Le projet de loi avance bien puisqu’il a passé le cap de la commission à la Chambre et sera, sous peu, à l’ordre du jour de la séance plénière. On estime que l’implémentation de cette mesure commencera en avril 2019 et devrait s’étendre sur dix ans, le temps de renouveler l’ensemble des cartes des 11 millions d’habitants (Belges et titulaires d’une carte d’identité d’étranger) concernés.

Le gouvernement en persévérant dans son projet fait donc fi de l’avis défavorable remis par la Commission de la protection de la vie privée, qui stipule que  » le relevé d’empreintes de l’ensemble de la population n’est pas une mesure anodine sur le plan de la protection de la vie privée et représente une mesure excessivement intrusive », en arguant qu’il s’inscrivait dans le cadre des recommandations de la Commission européenne.

En principe, les empreintes digitales ne sont stockées dans aucune base de données, mais uniquement sur la puce de la carte eID et ne peuvent ensuite être utilisées que pour vérifier l’identité. A ceci près, que, lors de la création d’une nouvelle carte eID, les empreintes digitales sont tout de même stockées dans une base de données pendant trois mois, le temps nécessaire, dit-on, pour fabriquer la nouvelle carte d’identité. A terme, l’existence d’une identification par empreintes pourrait également certifier les transactions en ligne. De quoi limiter les cas d’usurpations d’identité. Les chiffres officiels, les cas déclarés donc, s’élèveraient à 4000 cas, en moyenne, chaque année.

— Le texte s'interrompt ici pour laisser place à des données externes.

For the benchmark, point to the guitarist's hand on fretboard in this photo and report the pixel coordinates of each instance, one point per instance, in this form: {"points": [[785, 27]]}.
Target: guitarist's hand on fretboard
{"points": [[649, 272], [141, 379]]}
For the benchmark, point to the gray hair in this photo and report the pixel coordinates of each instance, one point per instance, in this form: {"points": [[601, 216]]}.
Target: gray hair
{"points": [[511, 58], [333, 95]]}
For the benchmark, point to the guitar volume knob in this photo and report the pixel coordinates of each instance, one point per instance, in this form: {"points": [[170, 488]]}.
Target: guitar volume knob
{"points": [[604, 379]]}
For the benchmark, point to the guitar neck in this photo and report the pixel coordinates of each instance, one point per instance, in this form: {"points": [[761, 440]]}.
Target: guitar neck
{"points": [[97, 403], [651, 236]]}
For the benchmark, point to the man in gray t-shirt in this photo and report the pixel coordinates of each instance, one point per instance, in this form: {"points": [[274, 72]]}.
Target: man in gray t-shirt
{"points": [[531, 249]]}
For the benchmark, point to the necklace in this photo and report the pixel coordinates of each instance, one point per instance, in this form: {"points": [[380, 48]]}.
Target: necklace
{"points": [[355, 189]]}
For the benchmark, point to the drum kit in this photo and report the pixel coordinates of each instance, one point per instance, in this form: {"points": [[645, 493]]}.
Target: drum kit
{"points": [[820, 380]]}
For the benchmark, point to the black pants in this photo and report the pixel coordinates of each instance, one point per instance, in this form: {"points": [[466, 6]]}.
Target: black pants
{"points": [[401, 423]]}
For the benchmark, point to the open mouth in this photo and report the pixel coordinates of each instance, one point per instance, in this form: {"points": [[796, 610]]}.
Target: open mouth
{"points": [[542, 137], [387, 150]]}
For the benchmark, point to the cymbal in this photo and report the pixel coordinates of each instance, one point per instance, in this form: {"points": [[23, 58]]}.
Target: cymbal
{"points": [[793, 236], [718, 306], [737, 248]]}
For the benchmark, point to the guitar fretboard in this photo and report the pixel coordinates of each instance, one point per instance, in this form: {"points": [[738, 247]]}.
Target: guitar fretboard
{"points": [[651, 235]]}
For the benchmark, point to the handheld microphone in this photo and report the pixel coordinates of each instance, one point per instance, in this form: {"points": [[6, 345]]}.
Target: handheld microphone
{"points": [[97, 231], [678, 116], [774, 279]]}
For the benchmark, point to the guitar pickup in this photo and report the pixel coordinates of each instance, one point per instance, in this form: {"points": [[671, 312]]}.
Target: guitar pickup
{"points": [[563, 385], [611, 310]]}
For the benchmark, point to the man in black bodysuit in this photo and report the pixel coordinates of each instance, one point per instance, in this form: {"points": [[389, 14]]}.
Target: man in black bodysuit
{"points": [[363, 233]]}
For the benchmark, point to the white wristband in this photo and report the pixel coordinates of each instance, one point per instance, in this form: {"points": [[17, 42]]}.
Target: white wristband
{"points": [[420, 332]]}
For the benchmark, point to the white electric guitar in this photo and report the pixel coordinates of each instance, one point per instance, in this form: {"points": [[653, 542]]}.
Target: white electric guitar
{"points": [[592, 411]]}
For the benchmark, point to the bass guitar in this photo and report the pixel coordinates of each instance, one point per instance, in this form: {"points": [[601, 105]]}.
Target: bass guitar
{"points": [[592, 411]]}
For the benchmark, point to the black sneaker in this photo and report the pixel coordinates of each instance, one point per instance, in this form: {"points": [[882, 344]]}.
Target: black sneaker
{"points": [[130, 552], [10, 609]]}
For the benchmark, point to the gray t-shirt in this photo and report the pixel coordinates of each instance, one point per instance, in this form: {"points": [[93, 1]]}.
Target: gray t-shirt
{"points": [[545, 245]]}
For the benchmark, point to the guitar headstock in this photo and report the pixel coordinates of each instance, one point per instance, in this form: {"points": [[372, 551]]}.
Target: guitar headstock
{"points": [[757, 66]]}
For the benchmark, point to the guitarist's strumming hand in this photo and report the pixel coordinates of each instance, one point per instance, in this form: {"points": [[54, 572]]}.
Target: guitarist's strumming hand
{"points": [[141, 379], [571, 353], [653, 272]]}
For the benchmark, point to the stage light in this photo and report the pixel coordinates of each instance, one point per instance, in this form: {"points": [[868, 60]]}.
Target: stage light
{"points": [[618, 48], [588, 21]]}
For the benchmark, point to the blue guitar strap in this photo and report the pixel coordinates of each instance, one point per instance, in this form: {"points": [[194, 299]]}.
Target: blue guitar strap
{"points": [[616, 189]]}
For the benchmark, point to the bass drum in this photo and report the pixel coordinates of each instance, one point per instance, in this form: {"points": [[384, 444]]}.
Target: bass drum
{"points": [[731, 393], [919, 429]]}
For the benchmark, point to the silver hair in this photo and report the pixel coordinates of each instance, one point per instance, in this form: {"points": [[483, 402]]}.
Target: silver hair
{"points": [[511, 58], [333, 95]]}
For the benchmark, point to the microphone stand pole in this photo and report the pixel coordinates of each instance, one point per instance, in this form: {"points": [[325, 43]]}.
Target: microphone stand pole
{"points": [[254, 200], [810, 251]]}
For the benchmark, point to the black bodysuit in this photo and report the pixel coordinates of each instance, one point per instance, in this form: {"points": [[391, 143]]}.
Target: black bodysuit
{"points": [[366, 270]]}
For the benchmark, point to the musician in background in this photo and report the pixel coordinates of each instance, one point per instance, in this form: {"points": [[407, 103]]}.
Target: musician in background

Inutile, voire dangereux ?

On est en droit de se demander si cette empreinte digitale rend la falsification d’une carte d’identité beaucoup plus difficile. Surtout que voler une empreinte digitale n’est pas si compliqué puisqu’on peut la « piquer » sur un verre ou encore prendre une photo de votre paume.

Les empreintes digitales obligatoires sur les cartes d'identité inquiètent
© iStock

Olivier Van Raemdonck, porte-parole de Jambon, nuance cette affirmation dans De Morgen.  » Ce genre d’empreinte digitale volée permet de débloquer l’iPhone de quelqu’un, mais la puce de la carte d’identité étant bien sécurisée, il est beaucoup plus difficile d’introduire cette donnée dans celle-ci. » Une réponse qui laisse néanmoins sceptiques les experts puisqu’introduire de telles données dans une puce se fait avec l’aide d’un logiciel. Or aucun logiciel n’est inviolable.

Mouvement de grogne

Le juriste Matthias Dobbelaere-Welvaert, du cabinet « de Juristen » et spécialisé dans le droit des technologies de l’information, a déjà prévenu qu’il attaquerait en justice devant la Cour constitutionnelle si la loi est adoptée en l’état. Le juriste discute avec d’autres intervenants qui pourraient se joindre à son recours. Il se dit conforté par l’avis de la commission de la vie privée. « Cette instance ne prend pourtant que rarement des positions sévères. Ici, elle est très critique », a-t-il expliqué.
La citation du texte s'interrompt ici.